上述技术方案中,所述特征参数权重根据缺陷模拟试验结果确定,并可根据现场故障检测结果进行调整更新。In the above technical solution, the characteristic parameter weights are determined according to the results of defect simulation tests, and can be adjusted and updated according to the results of on-site fault detection.
一种基于振动信号的GIL缺陷在线监测系统,如图1所示,它还包括设备缺陷告警模块5,所述设备缺陷告警模块5用于发布所述设备缺陷识别模块3生成的告警信号。An on-line monitoring system for GIL defects based on vibration signals, as shown in FIG. 1 , also includes an equipment defect alarm module 5 configured to issue the alarm signal generated by the equipment defect identification module 3 .
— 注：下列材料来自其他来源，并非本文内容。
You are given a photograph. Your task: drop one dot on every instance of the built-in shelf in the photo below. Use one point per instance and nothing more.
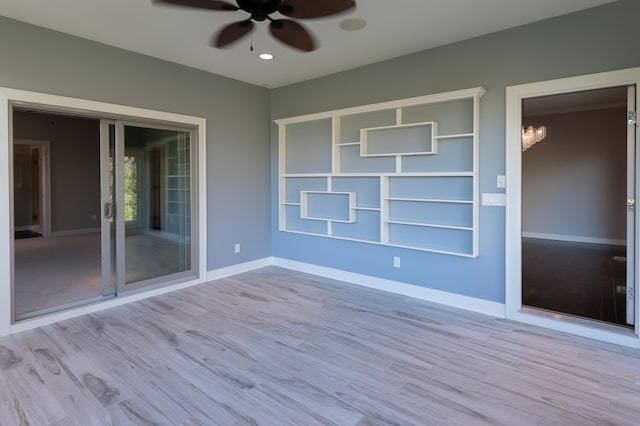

上述技术方案中,若所述设备缺陷识别模块3无法识别振动信号特征参数,则工作人员通过试验及现场检测排查手段确定设备状态,所述设备缺陷识别模块3接收所述设备状态,并将无法识别的振动信号特征参数及对应设备状态存入数据存储展示模块4。In the above technical solution, if the equipment defect identification module 3 cannot identify the characteristic parameters of the vibration signal, the staff will determine the equipment status through tests and on-site inspections, and the equipment defect identification module 3 will receive the equipment status and will not be able to The identified characteristic parameters of the vibration signal and the corresponding equipment status are stored in the data storage display module 4 .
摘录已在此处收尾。